Liguei pra uma conhecida e perguntei: “Você não vai pra escola hoje?”. Ela disse que naquele dia iria ficar em casa porque precisava ter certeza se a água ia consumir tudo o que ela tinha dentro do barraco. O pior de tudo foi ela ter tido a certeza de que sim, a água contaminada ia consumir até a última peça de roupa dela.

“Quais histórias vocês têm ouvido ultimamente?” Faço a pergunta e aviso que a sala em que vamos entrar é uma sala que conta histórias. Nisso, escuto de alguém: “Que pergunta difícil…”. Eu sei. De qualquer modo, todos entram e fazem o que eu já imaginava, fazem fotos. Fazem muitas fotos. Observam as obras com os olhos arregalados e com uma expressão facial de dúvida. Eles ficam encantados, porque a escola faz poucos passeios. A verba escassa não permite.

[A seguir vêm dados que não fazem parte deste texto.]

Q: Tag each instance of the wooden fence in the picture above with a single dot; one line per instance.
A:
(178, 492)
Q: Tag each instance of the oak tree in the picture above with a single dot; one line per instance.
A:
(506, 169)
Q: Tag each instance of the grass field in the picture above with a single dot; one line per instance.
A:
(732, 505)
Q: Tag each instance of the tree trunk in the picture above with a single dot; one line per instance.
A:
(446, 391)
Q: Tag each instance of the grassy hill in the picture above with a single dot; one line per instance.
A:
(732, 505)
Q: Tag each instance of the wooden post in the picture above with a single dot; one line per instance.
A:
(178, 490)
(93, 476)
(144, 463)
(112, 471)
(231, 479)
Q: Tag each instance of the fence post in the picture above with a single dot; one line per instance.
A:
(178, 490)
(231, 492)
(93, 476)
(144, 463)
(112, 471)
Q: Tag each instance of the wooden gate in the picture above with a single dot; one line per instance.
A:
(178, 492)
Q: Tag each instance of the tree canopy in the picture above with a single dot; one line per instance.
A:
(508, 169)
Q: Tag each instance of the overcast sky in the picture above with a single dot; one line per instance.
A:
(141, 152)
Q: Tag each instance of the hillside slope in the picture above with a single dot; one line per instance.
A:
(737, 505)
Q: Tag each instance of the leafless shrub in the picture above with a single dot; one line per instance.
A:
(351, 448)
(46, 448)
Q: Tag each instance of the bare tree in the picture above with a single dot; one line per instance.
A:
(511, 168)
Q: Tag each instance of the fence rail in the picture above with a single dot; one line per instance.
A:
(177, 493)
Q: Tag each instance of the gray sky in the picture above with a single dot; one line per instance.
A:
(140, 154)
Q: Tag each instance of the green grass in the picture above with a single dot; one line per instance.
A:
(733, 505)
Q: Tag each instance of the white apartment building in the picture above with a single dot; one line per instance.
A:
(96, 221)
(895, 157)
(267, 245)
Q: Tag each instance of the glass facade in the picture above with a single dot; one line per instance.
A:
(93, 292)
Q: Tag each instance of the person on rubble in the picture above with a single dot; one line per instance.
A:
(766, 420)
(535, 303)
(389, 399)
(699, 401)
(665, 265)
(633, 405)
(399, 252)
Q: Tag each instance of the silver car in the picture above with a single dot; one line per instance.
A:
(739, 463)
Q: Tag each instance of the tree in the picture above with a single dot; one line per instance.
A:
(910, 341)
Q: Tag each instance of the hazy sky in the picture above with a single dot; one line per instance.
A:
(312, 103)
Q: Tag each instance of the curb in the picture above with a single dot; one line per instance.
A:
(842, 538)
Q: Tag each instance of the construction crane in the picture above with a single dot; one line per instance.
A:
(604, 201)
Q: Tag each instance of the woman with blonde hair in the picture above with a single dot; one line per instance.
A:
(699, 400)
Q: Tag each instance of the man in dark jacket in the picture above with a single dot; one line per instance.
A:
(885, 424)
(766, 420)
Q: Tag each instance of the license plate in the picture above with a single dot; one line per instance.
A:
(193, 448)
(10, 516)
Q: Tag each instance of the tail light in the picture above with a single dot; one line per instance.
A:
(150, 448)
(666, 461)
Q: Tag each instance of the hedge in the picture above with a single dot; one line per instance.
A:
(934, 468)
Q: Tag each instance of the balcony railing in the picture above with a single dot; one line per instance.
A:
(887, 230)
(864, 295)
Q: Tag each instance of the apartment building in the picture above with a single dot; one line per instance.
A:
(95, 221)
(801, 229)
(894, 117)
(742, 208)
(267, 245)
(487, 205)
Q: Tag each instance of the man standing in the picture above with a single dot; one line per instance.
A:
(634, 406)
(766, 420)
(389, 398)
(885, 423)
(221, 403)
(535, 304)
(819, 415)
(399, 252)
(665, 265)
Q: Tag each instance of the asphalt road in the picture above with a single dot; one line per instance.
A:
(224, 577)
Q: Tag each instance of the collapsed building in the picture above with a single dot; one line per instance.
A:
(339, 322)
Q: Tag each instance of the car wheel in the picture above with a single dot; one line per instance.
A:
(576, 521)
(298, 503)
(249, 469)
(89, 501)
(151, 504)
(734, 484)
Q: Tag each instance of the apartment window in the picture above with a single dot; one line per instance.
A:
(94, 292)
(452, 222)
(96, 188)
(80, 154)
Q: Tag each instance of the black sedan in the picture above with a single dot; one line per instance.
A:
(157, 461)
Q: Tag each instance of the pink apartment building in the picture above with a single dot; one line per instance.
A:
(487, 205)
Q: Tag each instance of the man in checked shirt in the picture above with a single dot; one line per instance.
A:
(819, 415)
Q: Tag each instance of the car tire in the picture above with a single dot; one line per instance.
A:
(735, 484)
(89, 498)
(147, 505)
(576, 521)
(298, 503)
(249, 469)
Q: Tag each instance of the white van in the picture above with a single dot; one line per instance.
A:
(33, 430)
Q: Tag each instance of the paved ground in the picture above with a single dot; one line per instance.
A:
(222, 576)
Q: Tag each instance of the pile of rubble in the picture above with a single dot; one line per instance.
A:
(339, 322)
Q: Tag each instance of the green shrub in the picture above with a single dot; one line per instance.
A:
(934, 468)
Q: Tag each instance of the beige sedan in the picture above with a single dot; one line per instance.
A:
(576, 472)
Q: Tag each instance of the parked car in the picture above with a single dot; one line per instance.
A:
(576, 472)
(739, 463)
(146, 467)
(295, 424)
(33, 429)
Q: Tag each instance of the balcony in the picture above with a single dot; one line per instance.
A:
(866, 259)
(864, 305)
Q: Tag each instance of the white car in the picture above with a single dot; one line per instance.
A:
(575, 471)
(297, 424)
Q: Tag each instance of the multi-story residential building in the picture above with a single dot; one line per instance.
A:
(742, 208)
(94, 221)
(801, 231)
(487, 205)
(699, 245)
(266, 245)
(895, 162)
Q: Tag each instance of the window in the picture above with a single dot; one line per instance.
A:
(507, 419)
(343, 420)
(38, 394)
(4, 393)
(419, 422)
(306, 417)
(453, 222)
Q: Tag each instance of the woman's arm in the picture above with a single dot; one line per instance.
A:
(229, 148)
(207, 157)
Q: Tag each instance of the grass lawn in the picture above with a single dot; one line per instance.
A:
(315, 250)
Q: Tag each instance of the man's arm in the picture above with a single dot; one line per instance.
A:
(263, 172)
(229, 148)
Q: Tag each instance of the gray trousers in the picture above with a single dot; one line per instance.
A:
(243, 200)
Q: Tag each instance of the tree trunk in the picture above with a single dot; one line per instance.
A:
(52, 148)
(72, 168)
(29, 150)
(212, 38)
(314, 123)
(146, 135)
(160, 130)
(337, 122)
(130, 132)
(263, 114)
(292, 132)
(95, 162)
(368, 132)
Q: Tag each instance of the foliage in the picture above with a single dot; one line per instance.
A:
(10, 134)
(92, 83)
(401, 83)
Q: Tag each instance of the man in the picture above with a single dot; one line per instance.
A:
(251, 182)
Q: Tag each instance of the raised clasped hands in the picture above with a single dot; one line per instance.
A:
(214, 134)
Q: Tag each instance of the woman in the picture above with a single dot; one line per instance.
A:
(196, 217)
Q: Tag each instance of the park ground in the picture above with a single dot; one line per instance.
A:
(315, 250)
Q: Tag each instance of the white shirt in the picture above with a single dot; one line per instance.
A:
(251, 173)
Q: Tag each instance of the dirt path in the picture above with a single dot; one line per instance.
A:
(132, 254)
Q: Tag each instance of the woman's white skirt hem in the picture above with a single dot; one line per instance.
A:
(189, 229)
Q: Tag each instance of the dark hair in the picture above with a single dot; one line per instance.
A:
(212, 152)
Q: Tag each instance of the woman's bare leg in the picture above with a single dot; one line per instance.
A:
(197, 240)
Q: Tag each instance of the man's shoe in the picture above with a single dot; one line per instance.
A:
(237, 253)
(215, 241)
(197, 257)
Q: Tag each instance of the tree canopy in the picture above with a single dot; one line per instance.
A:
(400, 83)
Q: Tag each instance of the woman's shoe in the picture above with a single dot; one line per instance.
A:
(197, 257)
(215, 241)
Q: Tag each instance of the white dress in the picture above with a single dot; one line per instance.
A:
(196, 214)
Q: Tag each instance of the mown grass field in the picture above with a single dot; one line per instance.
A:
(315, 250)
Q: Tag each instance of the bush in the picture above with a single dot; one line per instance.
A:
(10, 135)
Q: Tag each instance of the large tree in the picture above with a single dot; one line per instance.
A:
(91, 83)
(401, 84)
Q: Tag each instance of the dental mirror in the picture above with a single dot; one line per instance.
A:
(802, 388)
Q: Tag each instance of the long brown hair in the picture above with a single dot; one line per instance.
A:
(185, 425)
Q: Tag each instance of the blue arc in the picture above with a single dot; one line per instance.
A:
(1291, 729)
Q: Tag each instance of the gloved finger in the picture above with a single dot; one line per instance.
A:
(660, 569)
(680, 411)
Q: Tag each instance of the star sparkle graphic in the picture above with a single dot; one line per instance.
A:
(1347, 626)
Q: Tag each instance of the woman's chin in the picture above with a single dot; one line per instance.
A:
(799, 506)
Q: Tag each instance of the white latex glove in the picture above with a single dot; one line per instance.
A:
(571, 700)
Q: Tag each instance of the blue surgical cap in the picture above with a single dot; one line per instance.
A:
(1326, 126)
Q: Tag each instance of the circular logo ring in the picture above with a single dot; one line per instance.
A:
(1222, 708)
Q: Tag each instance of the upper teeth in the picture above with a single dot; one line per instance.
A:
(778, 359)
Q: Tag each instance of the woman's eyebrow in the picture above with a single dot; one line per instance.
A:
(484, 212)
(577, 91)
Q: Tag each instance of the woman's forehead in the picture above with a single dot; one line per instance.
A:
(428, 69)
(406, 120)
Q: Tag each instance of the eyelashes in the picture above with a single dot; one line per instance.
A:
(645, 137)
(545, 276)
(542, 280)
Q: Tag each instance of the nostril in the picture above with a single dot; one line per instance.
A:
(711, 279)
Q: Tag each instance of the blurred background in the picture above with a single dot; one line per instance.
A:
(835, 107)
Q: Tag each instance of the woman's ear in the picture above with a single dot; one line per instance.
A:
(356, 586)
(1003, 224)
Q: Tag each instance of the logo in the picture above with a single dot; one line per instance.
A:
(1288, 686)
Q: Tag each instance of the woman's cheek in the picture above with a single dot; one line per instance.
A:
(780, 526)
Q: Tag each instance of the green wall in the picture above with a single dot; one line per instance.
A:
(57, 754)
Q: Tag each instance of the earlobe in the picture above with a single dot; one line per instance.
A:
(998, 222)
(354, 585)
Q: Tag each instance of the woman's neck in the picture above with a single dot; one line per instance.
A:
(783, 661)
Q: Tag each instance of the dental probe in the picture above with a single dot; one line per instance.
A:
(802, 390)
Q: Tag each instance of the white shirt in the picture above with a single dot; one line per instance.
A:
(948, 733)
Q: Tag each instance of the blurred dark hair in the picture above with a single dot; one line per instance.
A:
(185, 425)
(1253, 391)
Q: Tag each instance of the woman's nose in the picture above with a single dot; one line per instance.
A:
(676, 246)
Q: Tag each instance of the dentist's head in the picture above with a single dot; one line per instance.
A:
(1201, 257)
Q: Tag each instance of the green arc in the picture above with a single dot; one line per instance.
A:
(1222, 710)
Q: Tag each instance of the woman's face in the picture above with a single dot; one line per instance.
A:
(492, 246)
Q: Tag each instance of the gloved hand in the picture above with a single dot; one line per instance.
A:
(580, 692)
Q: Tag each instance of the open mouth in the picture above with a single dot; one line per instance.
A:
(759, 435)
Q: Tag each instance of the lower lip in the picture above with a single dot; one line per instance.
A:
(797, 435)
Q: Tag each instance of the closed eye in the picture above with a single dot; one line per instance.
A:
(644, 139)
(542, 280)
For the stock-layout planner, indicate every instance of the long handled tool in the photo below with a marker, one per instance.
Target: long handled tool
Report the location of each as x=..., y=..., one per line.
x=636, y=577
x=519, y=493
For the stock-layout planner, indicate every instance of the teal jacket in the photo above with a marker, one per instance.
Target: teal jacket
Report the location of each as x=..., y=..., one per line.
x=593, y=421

Cinco minutos se passam e eu peço pra que uma roda seja feita. Todos se sentam e eu pergunto o que eles observaram na sala. “Pô, é uma parede cheia de fotografia. Tem várias pessoas em cada quadradinho.” “É? E como são essas pessoas nos quadrados?” “São, em grande parte, pretas.” Plim. “Tem pessoas velhas e tem pessoas novas.” Plim.

Preciso me conter porque a linha de raciocínio sendo seguida me deixa animada. “E nos tecidos?” “Parece que os tecidos tão contando histórias.”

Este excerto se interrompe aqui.